Mr. Spence has made public an apparent paradox in the science of heat, whereby he is enabled to raise a higher temperature in certain solutions, by steam of 212° Fahr. He selected a solution of a salt (nitrate of soda) having a high boiling-point-about 250° F. The nitrate of soda was placed in a vessel surrounded by a jacket; steam was let into the intervening space, until a temderature of nearly 212° F. was obtained; the steam was then shut off, and an open pipe immersed in the solution, and steam from the same source was thrown directly into the liquor; in a few seconds the thermometer slowly, but steadily, moved, and minute after minute progressed, until it touched 250° F. This unexpected fact has become to the author of immense practical value. As a corroboration of the theory which seems to explain the apparent paradox, the author finds that the temperatures of his solutions are in the exact ratios of their specific gravities, and have no connection with the temperature of the steam, which never exceeds 212° F.. The greater the specific gravity of his solutions, the higher the boiling-point; and therefore, whatever the boiling-point of the solution in water of any salt, to that point, or nearly, will steam of 212° F. raise it.

The annoyance which arises from the bumping of certain liquids when submitted to distillation or boiling has often attracted the

attention of chemists, and various means have been proposed for its prevention. Dr. Hugo Müller, F.R.S., has described a ready means for overcoming this annoyance. In cases where the introduction of any foreign matter into the liquid about to be distilled is undesirable, he indroduces through the cork in the tubulus of the retort a glass tube, which is drawn out to a long capillary tube, and pressed tightly to the bottom of the retort. The upper end of the glass tube is connected by means of an india-rubber tube, with a generator of carbonic acid or hydrogen, or a gas-holder containing air; and whilst the distillation is going on, one of these gases is passed in a slow but continuous current through the liquid. Under these conditions all bumping is avoided, and the distillation proceeds with the utmost facility. For ordinary purposes, however, it is still more convenient to introduce into the liquid about to be distilled a small fragment of sodium amalgam, or, in cases where the liquid is acid, a small piece of sodium-tin. Methylic alcohol is well known to be one of the most difficult liquids to distil, yet on the introduction of a minute piece of sodium amalgam or sodium tin it can be distilled without the slightest inconvenience. The action of sodium amalgam and sodium-tin is due to a minute but continuous disengagement of hydrogen taking place during the process of distillation.
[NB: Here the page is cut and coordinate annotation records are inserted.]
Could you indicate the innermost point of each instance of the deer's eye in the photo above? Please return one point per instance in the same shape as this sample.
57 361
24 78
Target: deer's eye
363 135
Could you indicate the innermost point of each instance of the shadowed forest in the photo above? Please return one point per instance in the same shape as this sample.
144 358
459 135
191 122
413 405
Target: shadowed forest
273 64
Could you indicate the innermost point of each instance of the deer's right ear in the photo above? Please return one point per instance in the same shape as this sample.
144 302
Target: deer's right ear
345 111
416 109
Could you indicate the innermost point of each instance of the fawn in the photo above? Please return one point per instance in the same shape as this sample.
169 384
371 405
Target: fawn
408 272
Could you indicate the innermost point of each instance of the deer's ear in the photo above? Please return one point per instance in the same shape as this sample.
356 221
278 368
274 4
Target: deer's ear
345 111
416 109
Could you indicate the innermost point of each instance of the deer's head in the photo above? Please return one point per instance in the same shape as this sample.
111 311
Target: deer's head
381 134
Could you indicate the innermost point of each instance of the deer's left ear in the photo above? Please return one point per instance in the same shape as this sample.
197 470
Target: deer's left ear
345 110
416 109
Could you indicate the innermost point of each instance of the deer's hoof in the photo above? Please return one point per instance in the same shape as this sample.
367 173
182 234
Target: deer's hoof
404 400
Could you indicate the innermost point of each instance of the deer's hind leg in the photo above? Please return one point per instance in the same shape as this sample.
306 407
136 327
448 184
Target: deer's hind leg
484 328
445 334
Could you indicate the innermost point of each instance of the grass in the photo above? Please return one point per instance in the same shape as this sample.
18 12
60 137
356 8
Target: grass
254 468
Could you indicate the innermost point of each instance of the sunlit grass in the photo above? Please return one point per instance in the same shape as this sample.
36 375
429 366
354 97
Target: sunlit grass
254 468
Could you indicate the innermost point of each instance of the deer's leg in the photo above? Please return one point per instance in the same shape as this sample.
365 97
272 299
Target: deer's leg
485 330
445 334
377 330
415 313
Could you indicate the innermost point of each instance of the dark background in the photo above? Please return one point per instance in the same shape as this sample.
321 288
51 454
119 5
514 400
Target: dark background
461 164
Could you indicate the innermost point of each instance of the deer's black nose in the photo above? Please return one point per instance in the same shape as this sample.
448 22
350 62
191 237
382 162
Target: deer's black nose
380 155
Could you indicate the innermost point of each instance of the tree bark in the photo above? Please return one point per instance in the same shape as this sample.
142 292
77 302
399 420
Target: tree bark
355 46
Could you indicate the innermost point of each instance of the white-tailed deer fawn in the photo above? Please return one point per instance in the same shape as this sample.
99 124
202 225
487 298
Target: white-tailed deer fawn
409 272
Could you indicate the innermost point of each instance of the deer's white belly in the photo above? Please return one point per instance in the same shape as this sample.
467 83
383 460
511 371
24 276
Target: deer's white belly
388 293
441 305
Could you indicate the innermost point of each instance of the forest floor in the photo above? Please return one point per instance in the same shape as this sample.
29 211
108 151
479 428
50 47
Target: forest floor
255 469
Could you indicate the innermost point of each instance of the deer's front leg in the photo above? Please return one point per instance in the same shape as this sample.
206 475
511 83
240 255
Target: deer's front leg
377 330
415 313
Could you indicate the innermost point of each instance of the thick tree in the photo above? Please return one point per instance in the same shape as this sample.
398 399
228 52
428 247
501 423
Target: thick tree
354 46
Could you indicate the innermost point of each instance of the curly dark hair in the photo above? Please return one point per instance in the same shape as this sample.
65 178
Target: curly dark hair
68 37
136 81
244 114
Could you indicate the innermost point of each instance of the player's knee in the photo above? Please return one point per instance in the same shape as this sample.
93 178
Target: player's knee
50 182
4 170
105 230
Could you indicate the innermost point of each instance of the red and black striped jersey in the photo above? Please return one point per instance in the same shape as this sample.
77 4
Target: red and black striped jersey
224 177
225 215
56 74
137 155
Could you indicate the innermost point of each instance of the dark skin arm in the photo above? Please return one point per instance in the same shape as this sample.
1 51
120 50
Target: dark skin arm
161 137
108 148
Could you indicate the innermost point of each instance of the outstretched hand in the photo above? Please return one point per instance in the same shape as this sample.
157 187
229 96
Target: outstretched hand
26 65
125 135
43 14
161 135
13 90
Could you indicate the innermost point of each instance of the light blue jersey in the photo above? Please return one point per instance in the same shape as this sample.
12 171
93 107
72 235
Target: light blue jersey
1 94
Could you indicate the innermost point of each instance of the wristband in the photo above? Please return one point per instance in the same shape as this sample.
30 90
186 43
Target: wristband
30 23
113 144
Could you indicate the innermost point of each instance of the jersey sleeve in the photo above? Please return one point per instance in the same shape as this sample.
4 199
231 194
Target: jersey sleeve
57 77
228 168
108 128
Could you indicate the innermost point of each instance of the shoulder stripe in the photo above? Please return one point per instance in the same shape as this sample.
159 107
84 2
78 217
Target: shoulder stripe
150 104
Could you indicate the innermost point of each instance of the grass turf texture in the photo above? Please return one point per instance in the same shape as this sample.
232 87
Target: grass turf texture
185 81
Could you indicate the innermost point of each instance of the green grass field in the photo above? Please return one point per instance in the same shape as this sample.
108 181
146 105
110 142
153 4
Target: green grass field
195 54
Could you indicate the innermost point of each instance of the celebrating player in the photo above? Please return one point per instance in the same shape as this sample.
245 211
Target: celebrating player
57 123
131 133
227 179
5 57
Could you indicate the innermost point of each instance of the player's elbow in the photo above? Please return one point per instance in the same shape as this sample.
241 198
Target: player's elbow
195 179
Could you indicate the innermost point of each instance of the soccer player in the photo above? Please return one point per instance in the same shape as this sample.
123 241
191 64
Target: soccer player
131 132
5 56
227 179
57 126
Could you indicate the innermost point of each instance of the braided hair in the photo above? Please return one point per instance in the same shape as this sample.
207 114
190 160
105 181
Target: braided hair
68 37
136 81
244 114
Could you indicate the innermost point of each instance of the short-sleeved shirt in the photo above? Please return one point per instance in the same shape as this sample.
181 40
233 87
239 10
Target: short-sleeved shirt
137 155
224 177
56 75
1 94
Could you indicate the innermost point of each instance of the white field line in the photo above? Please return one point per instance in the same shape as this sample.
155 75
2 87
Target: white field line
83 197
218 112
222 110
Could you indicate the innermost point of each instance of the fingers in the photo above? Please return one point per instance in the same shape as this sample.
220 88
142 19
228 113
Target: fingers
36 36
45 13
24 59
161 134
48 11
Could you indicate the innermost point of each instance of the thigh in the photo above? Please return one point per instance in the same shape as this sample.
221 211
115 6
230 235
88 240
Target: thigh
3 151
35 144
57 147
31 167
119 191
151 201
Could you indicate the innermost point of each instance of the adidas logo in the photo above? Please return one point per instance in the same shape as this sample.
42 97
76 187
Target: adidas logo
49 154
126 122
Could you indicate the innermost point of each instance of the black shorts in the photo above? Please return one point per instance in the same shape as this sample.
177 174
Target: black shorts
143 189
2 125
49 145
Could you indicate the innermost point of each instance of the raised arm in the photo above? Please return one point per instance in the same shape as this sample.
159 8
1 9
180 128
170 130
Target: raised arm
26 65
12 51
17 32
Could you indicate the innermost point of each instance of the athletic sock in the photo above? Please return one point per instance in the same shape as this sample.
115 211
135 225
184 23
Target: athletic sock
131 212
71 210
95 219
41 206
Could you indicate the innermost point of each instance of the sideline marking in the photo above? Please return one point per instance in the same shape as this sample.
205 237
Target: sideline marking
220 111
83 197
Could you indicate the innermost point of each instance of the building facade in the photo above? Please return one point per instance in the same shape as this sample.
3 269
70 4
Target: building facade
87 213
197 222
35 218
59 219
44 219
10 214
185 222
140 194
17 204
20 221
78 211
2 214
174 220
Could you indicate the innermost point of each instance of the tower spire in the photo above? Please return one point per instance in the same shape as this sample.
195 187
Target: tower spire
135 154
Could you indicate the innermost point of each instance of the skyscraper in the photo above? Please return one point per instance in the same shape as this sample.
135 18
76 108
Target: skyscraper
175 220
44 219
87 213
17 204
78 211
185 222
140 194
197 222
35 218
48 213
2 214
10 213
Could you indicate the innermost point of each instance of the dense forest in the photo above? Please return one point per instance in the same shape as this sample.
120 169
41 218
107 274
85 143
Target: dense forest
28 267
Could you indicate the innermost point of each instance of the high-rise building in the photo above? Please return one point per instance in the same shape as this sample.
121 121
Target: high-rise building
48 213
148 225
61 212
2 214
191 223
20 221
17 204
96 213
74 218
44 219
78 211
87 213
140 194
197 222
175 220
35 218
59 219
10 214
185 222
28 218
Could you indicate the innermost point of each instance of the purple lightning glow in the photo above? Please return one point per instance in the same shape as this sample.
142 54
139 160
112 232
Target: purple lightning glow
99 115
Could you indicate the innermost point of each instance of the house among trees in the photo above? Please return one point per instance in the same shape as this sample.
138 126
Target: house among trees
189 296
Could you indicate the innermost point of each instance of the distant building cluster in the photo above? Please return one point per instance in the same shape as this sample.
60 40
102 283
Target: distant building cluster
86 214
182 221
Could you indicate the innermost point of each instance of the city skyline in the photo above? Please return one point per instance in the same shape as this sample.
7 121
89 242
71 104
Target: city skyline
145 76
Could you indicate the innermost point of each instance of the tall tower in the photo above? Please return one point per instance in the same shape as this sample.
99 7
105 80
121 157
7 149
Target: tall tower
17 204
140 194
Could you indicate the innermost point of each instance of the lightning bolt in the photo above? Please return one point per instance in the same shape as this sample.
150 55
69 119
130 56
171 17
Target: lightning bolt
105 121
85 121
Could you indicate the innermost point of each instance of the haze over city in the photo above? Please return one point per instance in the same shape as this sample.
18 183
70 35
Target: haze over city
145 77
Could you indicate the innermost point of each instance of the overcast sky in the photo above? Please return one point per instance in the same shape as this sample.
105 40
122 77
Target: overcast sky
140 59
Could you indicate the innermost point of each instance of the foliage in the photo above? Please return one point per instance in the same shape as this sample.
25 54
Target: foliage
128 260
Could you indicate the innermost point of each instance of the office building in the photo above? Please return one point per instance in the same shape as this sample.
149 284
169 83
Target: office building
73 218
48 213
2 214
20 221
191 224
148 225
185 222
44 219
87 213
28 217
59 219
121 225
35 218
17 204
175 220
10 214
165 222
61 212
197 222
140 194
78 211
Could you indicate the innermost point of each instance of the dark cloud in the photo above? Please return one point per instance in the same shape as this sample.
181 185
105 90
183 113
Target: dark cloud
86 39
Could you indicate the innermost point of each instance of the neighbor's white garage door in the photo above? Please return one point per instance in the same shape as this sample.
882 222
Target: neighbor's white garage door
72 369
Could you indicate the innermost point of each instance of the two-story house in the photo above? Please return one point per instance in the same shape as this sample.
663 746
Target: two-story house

Dr. Hofmann has described an ingenious experiment to show that a body really increases in weight during combustion. A small horse-shoe magnet is hung up at the beam of a balance, sufficiently sensitive to turn with centigrammes; the poles of the magnet are immersed for a moment in levigated iron, when a beard of small particles of iron adheres to the poles; by means of proper weights placed on the scale-pan at the other end of the beam the equilibrium is restored. This having been done, the finely-divided iron is kindled by approaching to it the flame of a Bunsen gas-burner, and continues to burn. While burning, it will be seen that the arm of the balance on which the magnet is suspended considerably deviates from the horizontal position, thus indicating an increase of weight on the side where the experiment is going on. This experiment succeeds best with a magnet of moderate dimensions. The horseshoe magnet applied in this instance weighed without its armature 210 grms., and can bear a load of 12.5 grms. of iron. When this is altogether converted in magnetic oxide by combustion the increase in weight will be about 4.7 grms.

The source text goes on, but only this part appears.